Three things to check before you go
- Current MBA status. The MBA website lists closures and maintenance. Closure is usually seasonal (stalking in autumn, landowner operations in spring).
- The approach route. Use OS Maps or paper 1:25k sheet to plan the walk in. Bothies are not waymarked from road ends.
- Stalking season. Most Highland estates run red deer stag stalking from 1 July to 20 October, peaking in September. Some close access to bothies during this period. The MBA website flags affected bothies.
What makes a bothy “beginner-friendly”?
The ten above all share:
- Clear track or path from the road — no pathless navigation
- Under 15km walk-in — achievable with a loaded pack in under 4 hours
- No serious river crossings in normal conditions
- Good documentation online and in guidebooks
- Regular use so you're unlikely to be completely alone on your first trip (which is reassuring for most first-timers)
More remote bothies — Kearvaig on Cape Wrath, Maol-Bhuidhe in the Glen Affric hinterland, Glenpean in Knoydart, Uags on the Applecross peninsula — are all worth visiting eventually, but they need more route-finding, longer walks and real self-sufficiency. Start with the ten above and build from there.
Try it yourself
Our free Gear Checklist Generator
builds the full bothy kit list for an overnight trip — sleeping bag, mat, stove, water treatment, trowel, toilet paper, head torch — as a printable one-page checklist. No sign-up, takes 30 seconds.

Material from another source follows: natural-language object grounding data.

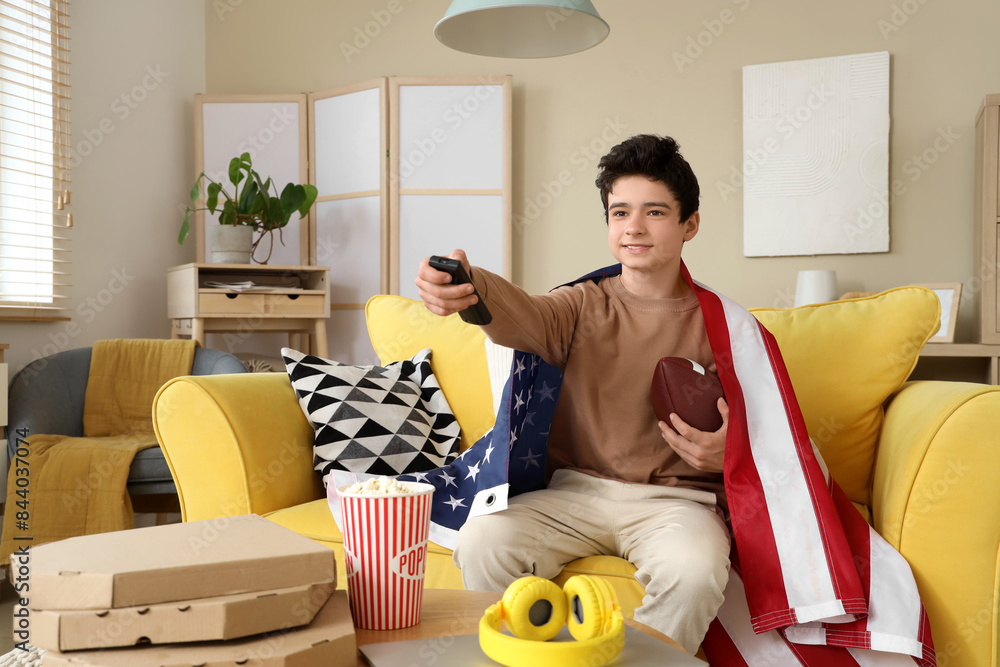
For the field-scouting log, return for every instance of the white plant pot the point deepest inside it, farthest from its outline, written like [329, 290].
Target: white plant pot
[231, 244]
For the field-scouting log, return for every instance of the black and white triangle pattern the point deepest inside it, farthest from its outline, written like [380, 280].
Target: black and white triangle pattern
[381, 420]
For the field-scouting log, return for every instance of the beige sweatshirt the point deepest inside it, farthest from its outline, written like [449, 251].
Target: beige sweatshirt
[606, 341]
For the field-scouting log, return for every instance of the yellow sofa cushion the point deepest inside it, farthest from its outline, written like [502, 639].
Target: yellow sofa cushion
[845, 359]
[401, 327]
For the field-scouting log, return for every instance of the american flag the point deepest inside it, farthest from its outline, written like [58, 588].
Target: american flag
[508, 460]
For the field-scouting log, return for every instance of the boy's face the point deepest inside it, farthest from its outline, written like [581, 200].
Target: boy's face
[645, 231]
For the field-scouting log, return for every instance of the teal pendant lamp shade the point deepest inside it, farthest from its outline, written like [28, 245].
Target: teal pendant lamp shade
[521, 28]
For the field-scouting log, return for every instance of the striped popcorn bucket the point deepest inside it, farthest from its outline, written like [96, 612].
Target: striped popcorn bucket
[385, 549]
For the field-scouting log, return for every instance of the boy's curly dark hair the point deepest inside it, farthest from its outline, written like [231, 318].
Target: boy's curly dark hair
[658, 159]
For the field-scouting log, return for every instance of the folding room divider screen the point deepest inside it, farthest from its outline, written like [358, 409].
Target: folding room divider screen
[405, 168]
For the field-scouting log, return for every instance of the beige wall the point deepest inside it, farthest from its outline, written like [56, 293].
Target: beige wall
[135, 163]
[944, 57]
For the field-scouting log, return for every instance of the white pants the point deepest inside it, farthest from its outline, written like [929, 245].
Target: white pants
[674, 537]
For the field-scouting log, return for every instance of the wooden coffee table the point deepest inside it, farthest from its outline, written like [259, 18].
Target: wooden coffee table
[447, 613]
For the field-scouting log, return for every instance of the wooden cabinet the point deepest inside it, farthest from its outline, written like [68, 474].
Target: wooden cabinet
[209, 298]
[987, 223]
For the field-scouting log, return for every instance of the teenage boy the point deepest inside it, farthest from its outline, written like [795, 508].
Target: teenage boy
[621, 483]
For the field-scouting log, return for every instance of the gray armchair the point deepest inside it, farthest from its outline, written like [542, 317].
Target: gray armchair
[46, 396]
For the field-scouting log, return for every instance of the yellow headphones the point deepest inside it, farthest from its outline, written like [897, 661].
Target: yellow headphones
[535, 609]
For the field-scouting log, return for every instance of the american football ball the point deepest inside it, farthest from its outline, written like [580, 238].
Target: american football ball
[686, 388]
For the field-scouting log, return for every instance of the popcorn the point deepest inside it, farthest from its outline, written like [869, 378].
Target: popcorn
[377, 486]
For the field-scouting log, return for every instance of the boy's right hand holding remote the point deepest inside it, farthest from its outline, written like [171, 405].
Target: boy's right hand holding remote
[439, 295]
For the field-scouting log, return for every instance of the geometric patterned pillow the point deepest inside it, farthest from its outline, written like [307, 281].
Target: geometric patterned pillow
[381, 420]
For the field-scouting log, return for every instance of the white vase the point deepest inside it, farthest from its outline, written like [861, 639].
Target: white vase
[231, 244]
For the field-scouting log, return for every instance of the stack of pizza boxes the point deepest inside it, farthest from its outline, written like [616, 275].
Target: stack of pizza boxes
[239, 590]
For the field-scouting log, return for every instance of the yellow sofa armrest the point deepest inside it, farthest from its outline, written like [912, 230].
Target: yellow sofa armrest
[235, 444]
[936, 499]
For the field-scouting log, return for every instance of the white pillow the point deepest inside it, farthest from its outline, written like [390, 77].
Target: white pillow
[498, 362]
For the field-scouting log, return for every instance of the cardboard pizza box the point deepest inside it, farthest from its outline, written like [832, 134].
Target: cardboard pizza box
[183, 561]
[226, 617]
[326, 642]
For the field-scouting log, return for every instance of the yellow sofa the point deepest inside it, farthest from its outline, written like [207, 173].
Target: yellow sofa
[924, 471]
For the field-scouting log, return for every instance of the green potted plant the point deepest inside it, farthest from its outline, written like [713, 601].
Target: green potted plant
[253, 206]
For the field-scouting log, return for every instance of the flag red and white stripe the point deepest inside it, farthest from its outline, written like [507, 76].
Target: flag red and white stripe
[818, 585]
[385, 546]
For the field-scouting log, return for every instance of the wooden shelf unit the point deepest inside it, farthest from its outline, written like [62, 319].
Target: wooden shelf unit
[986, 258]
[297, 302]
[978, 354]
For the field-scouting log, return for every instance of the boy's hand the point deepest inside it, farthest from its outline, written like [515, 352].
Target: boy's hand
[439, 295]
[701, 450]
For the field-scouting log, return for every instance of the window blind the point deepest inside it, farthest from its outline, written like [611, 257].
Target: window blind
[34, 158]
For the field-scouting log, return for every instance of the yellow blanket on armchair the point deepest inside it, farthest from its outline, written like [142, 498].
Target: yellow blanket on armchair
[67, 486]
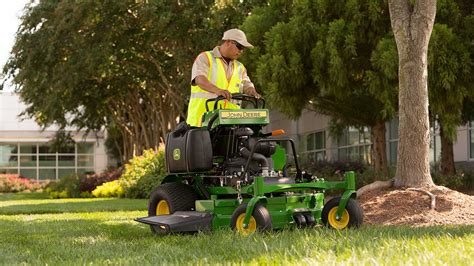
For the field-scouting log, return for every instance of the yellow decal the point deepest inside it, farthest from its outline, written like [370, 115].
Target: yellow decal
[243, 114]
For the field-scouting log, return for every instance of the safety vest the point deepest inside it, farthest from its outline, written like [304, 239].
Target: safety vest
[217, 76]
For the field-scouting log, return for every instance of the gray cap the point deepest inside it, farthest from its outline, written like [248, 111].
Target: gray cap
[238, 36]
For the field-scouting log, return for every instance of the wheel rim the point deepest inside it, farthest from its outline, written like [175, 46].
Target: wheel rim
[252, 227]
[162, 208]
[342, 223]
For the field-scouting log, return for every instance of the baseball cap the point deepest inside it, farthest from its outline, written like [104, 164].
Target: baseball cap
[238, 36]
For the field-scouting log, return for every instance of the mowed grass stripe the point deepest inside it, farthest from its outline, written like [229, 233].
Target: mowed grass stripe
[114, 238]
[39, 203]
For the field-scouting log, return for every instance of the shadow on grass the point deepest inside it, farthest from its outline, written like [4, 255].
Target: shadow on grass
[120, 240]
[23, 196]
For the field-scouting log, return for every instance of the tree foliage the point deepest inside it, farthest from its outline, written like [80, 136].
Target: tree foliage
[328, 56]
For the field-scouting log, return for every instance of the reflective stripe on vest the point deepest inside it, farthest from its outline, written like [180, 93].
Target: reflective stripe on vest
[217, 76]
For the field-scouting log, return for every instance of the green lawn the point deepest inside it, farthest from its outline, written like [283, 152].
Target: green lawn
[37, 230]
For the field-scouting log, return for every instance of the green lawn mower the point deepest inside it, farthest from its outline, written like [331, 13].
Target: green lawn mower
[228, 173]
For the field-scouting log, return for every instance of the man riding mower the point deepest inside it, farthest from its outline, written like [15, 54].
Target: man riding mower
[228, 173]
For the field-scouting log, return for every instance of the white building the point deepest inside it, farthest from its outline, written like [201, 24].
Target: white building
[24, 146]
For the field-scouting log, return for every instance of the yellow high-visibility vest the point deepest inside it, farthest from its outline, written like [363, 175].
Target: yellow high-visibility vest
[217, 76]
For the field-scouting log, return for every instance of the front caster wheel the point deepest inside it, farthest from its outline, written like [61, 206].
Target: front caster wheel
[351, 217]
[259, 221]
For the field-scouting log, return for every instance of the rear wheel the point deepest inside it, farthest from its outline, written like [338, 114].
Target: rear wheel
[259, 221]
[169, 198]
[352, 215]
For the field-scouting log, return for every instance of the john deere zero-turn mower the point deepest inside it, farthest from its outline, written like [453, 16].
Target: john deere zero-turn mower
[228, 173]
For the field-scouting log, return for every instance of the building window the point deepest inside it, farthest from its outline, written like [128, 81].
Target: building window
[315, 146]
[354, 145]
[41, 161]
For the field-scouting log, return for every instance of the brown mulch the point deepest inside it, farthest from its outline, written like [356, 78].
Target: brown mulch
[398, 206]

No sign-up required.Frequently Asked Questions
What is a bothy in Scotland?
A bothy is a simple, unlocked shelter in a remote part of the Scottish Highlands — usually a restored shepherd's cottage or estate building — that is free to use by walkers, climbers and anyone else passing through on foot. Most are maintained by the Mountain Bothies Association (MBA), a UK charity, on behalf of the private landowners. There is no booking, no key, no fee, and no warden. You walk in, sleep on a wooden platform or on the floor, follow the Bothy Code, and walk out the next morning.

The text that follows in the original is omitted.